As I've mentioned a few times on this blog, I got married earlier this year. I'm at an interesting crux in life where for every friend who is getting married or having a baby, there's one who is single and loving it (or not). Some of my single friends say "write about your marriage and give us hope that there are still good men/women out there!" and some of my married friends say "write about your marriage - we can relate and share our experiences!"
Now, I've toyed with the idea, but I'll admit that putting my business out in the internet streets is scary - plus, I have someone else's comfort level to consider as well. However, I'm constantly driven to write about whatever is on my mind, so I may indulge the requests every now and then. Lucky for y'all who keep asking - today is one of those days.
My current "marriage lesson" is reconciling my independence. And it's a toughie. Let me explain.
For the majority of my life, I was raised by a single mother. An incredibly strong single mother who instilled in her eldest daughter the values of being independent. As a woman who came to this country on her own, she always relied on self - but that mentality increased tenfold after my parents divorced. Here she was, with three young children to raise, a mortgage to pay, and fall-out from a lopsided divorce agreement. Business had to be taken care of, and she was the only one who could do it. I watched her intently as she moved through life, and never realized just how much I internalized what I saw.

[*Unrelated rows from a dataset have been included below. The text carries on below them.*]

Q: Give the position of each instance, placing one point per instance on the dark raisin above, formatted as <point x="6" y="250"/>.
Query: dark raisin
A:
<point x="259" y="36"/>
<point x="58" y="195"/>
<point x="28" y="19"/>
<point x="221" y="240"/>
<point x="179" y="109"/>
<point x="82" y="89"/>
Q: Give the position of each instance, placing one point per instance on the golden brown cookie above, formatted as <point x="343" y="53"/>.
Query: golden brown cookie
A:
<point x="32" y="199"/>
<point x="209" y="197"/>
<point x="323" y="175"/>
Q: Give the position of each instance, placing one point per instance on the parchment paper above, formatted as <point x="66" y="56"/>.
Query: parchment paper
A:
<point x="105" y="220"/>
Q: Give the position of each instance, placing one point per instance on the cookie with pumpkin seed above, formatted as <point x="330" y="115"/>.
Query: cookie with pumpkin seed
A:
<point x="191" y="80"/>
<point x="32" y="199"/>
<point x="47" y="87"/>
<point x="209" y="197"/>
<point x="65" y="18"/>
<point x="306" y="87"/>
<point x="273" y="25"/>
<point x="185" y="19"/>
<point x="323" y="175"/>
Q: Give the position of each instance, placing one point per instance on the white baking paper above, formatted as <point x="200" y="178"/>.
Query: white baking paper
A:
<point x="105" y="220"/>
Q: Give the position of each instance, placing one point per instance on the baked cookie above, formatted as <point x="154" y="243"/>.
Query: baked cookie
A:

For a couple of years after the divorce, all Mom would do is go to work, come home, cook us dinner, then go to sleep. I remember her sleeping so much that I would often creep to her room and put my finger under her nose to make sure she was still breathing. I'd tuck the covers tighter around her, then creep back downstairs to help li'l brother with his homework, and watch a few episodes of Sailor Moon with li'l sister. I began to feel like Mom Jr., and I loved it. Taking care of people was fun for me. I felt needed, valued, appreciated, and best of all, mature beyond my years. It was my first mini-lesson and proved that I could do it - I could take care of myself and my family.
Fast forward years later to a grown-up Bee. One who learned how to work hard enough to ensure she had enough money to take care of herself. One who learned that you really can't trust anyone - so beware of anyone who came with a slick smile and easy promises (which, if you looked hard enough, was everyone). One who learned how to make people need her more than she needed them. One who lived on her own, thought "joint account" was an expletive, and never invested ALL of her feelings because nothing ever lasted forever.
Eventually, I found myself in a long-term relationship. Then, I found myself engaged and planning a wedding. And during pre-marital counseling, I found my biggest hurdle: reconciling my independence. I had a man who was similar to me in a lot of ways. Capable, strong-willed, ambitious - but he scared the beejeezus out of me because he wanted to be an equal partner in this life thing. And I had no clue how to let him in.
One night, I was stressing over bills. Calculator out, biting on a pen, and cursing the likes of Rogers and OSAP. He sat beside me, started rubbing my hunched shoulders and said "Why are you flipping out? I'm here. You're not doing this alone anymore." I turned to him with a look like:
...but then I realized, "Damn. He's right. NOW what?"